Une épidémie de cancers chez les jeunes ? La vérité scientifique derrière les chiffres

Une épidémie de cancers chez les jeunes ? La vérité scientifique derrière les chiffres

Aucune ride, ni même de cheveux blancs, mais déjà, une tumeur, qui enfle. Avant Kate Middleton, de nombreuses jeunes célébrités ont annoncé souffrir d’un cancer, faisant les gros titres des médias. Comme la journaliste de France Info, Clémentine Vergnaud, 31 ans, emportée l’année dernière, après un an et demi à témoigner de son combat. Ou sa consœur, à BFM TV, Virgilia Hess, 34 ans, qui a brusquement disparu de l’antenne, contrainte de subir une chimiothérapie.
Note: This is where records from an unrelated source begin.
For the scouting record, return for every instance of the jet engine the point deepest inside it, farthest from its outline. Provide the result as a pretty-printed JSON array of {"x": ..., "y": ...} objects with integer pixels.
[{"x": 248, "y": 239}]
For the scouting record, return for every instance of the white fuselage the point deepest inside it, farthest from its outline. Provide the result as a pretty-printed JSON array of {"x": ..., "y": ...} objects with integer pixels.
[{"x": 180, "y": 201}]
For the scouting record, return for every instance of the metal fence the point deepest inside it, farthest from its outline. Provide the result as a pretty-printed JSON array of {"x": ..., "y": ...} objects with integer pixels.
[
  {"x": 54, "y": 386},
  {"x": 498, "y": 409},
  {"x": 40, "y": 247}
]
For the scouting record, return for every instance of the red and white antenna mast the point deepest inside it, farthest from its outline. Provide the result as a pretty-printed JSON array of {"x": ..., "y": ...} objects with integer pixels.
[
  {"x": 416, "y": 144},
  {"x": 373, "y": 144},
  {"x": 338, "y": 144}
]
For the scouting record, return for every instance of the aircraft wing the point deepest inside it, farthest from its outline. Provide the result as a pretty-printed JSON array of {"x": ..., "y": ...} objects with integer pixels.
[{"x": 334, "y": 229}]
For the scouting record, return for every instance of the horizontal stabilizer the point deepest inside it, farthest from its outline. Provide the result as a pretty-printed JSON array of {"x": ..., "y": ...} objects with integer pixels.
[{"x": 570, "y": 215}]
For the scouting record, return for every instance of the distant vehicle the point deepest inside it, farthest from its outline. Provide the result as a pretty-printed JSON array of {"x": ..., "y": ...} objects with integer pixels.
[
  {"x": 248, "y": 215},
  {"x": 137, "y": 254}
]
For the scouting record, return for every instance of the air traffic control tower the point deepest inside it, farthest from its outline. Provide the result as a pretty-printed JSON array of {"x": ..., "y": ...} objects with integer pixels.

A chaque fois, l’âge surprend. Ne dit-on pas que ces pathologies, dont le développement est la plupart du temps très lent, surviennent surtout avec les années ? La star de téléréalité française Caroline Receveur n’a que 36 ans. Malade, elle aussi. L’actrice américaine Olivia Munn est à peine plus vieille : 43 ans. Son cancer était, dit-elle, “agressif” : elle a dû se faire retirer les deux seins. Chadwick Boseman, connu pour son rôle dans Black Panther, avait le même âge. Il est décédé en 2020.

Les exemples s’accumulent tellement vite que certains oncologues n’hésitent plus à parler d”’épidémie” chez les moins de 50 ans. Comme cet expert américain, citée par l’Agence France Presse, dans une dépêche écrite en réaction aux propos de Kate Middleton, le 27 mars dernier. Elle a été diffusée par une dizaine de médias, sans que ces derniers ne vérifient si cet avis faisait consensus dans la communauté scientifique. Depuis, le terme ne cesse de circuler.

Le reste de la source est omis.